As a newbie here I'll just give you my 2 cents, basically the rules I try to follow and experiences I had (still learning): 

* Question everything you're being told, because there are always 2 sides to the story. When it comes to money, I don't really trust anyone (not even myself sometimes). It does not cost anything to ask more questions, and if you don't understand what you're being sold, ask some more. It does not matter if the person on the other hand of the transaction may think you don't get it or whatever... it needs to make sense for your to put your hard earned cash into something

* You will make mistakes (by not respecting the first rule), but I think it's better to do these mistakes early on when you are not pressured by family, mortgage, etc... and when you're investing smaller amounts. If you invest $3k and it goes down and up and after 5 years you get back your $3k, well it probably wasn't a great investment (depending on the circumstances) but at least it was only $3k sitting there earning nothing. Same thing if you invest in say stocks and you lose 80% of your investment but it was "only" $3k then well it may seems like a lot today but in 20 years it hopefully won't, and you probably learned a lesson on these $3k that will prevent you from making that mistake 20 years down the road on maybe lose $30k - makes sense?

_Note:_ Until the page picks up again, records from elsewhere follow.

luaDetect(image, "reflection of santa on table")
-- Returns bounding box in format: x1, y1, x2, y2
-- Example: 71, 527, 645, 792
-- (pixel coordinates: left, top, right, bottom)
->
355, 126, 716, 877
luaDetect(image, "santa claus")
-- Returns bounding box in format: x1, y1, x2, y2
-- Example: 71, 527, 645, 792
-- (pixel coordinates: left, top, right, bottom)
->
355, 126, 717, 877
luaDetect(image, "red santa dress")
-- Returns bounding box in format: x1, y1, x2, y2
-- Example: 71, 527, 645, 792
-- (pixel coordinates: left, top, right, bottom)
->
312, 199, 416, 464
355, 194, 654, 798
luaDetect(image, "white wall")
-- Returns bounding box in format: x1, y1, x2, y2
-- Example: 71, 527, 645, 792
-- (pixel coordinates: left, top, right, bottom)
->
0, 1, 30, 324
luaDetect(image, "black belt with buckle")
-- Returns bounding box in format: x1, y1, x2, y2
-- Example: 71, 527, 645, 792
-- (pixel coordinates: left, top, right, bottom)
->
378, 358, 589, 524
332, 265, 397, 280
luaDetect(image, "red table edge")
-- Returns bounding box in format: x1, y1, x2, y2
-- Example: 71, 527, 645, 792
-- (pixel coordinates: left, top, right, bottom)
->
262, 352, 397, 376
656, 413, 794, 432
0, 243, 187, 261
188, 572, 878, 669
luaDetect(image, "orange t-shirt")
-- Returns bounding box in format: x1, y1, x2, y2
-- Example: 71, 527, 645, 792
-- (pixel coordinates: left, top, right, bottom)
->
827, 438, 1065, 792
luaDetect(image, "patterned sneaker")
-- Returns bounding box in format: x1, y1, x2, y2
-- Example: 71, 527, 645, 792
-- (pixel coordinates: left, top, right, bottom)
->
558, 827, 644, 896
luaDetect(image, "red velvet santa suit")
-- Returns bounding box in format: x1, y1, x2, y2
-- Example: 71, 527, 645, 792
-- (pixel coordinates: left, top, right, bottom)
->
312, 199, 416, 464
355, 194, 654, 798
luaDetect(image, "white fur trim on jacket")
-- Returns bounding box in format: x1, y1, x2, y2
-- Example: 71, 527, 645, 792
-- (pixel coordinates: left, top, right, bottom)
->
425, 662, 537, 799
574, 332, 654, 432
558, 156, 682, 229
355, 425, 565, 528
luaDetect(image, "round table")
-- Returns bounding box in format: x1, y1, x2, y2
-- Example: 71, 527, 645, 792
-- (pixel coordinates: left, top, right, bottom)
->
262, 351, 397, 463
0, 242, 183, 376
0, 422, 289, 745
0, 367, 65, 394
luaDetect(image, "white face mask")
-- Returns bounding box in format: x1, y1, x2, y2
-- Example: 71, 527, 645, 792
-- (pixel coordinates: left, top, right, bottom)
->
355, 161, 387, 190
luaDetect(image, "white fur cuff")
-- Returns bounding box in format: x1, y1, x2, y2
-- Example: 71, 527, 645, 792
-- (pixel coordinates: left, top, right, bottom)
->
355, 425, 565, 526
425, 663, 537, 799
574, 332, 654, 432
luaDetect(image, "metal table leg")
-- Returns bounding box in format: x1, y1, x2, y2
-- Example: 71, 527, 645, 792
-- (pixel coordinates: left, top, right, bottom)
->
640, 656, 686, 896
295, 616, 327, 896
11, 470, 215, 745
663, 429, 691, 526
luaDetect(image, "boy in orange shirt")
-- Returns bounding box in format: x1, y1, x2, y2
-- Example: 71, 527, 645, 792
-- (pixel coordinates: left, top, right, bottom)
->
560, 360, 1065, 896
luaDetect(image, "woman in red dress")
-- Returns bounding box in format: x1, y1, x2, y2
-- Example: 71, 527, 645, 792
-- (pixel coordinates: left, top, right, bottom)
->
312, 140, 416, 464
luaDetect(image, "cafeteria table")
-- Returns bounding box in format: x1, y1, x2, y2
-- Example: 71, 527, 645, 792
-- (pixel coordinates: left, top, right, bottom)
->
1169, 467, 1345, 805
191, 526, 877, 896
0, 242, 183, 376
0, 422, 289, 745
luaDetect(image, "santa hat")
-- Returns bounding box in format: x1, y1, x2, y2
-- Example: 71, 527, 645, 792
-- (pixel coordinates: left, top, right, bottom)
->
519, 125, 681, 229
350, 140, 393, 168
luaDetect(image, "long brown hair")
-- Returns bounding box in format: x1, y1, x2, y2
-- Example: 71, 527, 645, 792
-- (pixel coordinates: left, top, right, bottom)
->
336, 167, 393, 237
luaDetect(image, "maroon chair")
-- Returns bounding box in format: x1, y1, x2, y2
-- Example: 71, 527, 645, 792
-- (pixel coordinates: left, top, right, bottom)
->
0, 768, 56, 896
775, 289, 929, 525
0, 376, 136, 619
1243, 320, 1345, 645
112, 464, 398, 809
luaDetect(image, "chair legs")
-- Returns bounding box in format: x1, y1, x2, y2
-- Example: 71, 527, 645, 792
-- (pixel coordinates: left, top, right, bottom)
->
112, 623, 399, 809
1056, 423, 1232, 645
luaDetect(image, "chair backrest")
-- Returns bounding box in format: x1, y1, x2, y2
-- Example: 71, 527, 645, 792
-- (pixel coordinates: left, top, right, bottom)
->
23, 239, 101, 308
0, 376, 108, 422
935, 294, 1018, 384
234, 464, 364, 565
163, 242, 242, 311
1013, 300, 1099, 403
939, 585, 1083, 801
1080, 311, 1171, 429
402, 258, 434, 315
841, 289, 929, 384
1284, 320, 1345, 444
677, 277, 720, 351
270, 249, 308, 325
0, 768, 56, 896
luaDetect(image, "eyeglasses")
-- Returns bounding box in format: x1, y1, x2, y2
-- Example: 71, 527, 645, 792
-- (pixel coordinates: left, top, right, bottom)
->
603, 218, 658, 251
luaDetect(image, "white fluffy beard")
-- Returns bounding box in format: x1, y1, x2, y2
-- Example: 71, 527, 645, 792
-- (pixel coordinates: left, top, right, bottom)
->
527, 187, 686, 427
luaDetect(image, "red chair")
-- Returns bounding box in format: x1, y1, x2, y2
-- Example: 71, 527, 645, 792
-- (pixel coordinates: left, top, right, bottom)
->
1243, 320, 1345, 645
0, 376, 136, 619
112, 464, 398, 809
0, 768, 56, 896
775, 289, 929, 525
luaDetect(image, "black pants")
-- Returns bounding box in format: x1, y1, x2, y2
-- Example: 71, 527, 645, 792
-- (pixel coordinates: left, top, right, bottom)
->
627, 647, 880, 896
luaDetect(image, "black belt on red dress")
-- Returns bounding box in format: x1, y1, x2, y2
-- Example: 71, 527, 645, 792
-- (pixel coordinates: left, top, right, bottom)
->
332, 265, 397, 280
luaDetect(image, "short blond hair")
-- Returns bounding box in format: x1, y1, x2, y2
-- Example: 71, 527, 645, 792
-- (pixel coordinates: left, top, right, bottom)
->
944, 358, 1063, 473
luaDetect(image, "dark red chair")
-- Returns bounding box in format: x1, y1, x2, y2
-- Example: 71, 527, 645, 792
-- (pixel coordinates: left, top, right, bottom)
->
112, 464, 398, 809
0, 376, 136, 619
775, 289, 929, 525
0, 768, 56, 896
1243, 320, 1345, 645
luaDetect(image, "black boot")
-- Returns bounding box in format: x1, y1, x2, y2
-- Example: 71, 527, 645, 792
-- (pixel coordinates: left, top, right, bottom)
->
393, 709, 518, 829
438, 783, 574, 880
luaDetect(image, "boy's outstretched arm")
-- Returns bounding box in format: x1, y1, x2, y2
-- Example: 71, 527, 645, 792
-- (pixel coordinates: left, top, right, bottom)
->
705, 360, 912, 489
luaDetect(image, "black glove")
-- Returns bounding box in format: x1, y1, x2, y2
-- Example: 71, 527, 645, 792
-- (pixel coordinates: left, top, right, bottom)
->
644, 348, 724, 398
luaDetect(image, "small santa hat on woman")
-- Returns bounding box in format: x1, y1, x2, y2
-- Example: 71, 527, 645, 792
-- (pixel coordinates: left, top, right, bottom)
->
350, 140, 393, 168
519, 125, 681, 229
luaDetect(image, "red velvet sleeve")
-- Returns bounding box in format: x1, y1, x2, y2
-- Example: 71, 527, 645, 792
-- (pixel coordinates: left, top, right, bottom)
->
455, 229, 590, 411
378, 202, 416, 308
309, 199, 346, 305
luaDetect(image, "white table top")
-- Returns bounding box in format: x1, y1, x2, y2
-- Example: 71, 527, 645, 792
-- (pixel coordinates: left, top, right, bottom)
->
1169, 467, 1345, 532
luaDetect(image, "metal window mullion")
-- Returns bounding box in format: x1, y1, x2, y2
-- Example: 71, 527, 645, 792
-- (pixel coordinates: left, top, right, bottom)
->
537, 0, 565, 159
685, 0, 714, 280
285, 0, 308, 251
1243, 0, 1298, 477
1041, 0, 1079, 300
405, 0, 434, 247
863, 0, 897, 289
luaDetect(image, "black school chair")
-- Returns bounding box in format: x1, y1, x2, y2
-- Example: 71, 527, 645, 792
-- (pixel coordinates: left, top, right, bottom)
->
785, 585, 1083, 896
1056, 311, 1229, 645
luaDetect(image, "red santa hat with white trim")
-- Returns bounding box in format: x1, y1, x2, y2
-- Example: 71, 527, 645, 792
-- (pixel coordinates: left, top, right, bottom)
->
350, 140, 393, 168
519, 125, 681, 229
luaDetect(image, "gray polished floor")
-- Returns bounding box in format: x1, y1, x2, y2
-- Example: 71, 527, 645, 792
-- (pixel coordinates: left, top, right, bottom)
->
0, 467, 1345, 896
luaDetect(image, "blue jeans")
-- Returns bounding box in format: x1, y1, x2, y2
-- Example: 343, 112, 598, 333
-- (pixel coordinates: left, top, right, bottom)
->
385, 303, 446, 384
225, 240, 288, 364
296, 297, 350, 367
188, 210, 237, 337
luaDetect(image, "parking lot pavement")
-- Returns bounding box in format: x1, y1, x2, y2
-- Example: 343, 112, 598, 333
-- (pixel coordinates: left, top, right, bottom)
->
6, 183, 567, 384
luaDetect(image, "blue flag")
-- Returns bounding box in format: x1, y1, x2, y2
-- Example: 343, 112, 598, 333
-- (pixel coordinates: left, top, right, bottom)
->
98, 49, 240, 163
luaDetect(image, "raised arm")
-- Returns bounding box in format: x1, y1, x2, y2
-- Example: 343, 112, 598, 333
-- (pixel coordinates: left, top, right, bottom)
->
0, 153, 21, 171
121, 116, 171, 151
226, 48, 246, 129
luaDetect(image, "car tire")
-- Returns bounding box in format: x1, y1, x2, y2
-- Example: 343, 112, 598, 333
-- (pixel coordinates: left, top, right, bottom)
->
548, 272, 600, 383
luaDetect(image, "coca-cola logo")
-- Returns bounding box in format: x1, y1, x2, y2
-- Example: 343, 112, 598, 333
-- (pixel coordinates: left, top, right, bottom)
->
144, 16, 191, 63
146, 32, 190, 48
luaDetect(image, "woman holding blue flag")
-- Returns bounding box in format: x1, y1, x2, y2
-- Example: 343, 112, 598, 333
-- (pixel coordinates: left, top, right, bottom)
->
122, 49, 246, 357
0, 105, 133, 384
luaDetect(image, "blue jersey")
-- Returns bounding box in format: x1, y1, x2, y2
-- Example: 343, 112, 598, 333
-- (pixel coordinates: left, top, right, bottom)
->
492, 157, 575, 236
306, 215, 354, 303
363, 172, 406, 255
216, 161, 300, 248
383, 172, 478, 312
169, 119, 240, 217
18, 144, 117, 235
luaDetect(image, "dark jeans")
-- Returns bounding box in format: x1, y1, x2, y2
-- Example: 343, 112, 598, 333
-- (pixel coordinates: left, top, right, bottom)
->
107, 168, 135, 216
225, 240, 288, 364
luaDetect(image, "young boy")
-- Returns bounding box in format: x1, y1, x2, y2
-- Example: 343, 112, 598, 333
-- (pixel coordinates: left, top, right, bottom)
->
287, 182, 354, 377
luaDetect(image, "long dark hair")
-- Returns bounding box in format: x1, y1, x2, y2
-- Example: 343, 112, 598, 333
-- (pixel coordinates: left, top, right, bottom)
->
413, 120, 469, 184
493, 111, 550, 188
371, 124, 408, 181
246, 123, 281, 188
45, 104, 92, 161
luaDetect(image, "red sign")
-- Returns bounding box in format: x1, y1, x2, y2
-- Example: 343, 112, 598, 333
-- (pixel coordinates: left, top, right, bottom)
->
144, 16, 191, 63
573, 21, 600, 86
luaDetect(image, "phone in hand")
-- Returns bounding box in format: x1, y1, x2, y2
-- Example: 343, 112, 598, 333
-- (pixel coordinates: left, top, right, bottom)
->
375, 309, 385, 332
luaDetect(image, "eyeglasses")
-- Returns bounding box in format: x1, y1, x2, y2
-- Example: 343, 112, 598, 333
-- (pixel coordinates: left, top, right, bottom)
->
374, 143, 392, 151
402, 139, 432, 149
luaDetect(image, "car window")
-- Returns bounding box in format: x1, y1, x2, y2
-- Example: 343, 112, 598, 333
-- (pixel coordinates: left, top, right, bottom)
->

* Start small, learn something, and try some other things. When I moved to Canada in 2005, I did not even know what an RSP was. I had money stuck at the bank (collateral for a credit card when you have no credit history) and they told me to put in a GIC. And at the time I was happy with it. Because I somewhat understood what the risk was (none) and the return (close to none too). It fitted my profile at the time. Then over the years I tried other things, mutual funds, stocks (never was too smart about these), some options and then moving on to more complex investments. Some worked well, some did not. But hopefully I learned something along the way, getting "smarter" every year, learning more, etc...

* If it's too good to be true, it usually is... but what seems "too good" for someone else may still be appropriate for you. I'm sort of still learning on this one. Or maybe it seemed "too good" a while back and now it makes more sense. Not sure how to explain that one

* Excel is your friend

Good luck


----------